A heartbroken couple today paid tribute to their baby daughter who died at just a month old after complicated heart surgery.

Little Summer Boyce was born weighing 5lbs 4oz at Bradford Royal Infirmary and was rushed to Leeds General Infirmary's intensive care unit within hours.

She later underwent a ten-hour operation to correct a fault where the heart chambers were back to front. But shortly afterwards she contracted a form of pneumonia. Despite battling on, she died on Friday, January 16 - exactly a month after was born.

Her funeral was taking place today at Shipley United Reformed Church.

Her mum Michelle, 24, of Gaisby Lane, Shipley, said: "She was so tiny, yet so strong. We were told the surgery had gone well and there was a 95 per cent success rate. We are so devastated we don't have her anymore."

Michelle and dad Tony brought her home for five treasured days over Christmas so the family could be together. They also have a six-year-old son Calvin. "They didn't want us to take her but in the end they went soft and agreed," said Michelle. "I didn't want to take presents into hospital, I wanted her here with us. She was all I ever wanted. I had a boy and a girl and I thought our family was complete."

Michelle, a sales company manager, found out she was expecting Summer the day before she was due in hospital for tests as the couple had been trying for three years without success to conceive again. She was scanned once a week from 30 weeks onwards because the tot was not putting on the expected amount of weight.

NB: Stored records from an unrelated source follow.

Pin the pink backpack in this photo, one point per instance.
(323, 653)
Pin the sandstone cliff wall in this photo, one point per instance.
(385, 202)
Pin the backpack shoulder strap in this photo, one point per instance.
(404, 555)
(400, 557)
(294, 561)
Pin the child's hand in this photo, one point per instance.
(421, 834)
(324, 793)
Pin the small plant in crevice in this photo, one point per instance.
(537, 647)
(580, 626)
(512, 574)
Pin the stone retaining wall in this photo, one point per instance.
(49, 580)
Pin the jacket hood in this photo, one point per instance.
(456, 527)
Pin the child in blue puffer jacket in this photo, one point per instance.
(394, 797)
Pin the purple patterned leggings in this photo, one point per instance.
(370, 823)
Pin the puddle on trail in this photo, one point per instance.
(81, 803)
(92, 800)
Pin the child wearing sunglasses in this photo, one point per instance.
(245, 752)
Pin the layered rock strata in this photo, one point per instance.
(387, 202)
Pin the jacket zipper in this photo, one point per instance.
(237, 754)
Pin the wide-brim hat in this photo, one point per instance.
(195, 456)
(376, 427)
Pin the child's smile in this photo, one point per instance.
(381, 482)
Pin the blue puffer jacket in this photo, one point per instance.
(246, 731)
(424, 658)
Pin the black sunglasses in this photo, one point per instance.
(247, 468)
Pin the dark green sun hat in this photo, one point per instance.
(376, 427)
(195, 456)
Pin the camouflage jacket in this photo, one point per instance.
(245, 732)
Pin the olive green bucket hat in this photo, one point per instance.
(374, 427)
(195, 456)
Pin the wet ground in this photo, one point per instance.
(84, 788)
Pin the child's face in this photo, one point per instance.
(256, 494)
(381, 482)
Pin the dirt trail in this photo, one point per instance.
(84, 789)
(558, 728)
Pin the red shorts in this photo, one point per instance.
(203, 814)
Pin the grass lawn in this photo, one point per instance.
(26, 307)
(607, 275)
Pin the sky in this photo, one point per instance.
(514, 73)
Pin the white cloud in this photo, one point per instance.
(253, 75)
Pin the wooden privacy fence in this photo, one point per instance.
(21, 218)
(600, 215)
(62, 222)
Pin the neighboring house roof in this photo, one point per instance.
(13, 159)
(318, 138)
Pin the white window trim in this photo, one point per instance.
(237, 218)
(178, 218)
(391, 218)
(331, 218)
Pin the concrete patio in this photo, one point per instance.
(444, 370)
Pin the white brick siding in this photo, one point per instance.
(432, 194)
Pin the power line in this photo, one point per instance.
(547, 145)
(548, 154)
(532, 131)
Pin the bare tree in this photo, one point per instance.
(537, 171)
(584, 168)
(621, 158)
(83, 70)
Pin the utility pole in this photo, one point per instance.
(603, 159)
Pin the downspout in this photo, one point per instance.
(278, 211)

Doctors diagnosed the defect soon after she was born because she would not warm up. An operation to insert a tiny balloon to open her arteries was carried out the day she was born- December 16 - and the main ten-hour corrective operation followed on January 2. Initially doctors said it had gone well. But two days later the pneumonia set in.

Summer had more surgery to relieve the pressure growing in her chest and was put on a life-support machine which the couple decided to turn off after doctors said there was no hope.

Michelle said: "They kept telling us she only had an hour to live. That happened four times but she wouldn't give up. In the end she just got too tired to fight anymore."

The couple will plant a pink rose in the garden at their home as a permanent reminder of their little daughter.

Tony, 39, an engineer at Denso Marston in Baildon, said: "She looked so lovely in pink. We wanted a permanent reminder. If we move house we shall take the rose with us."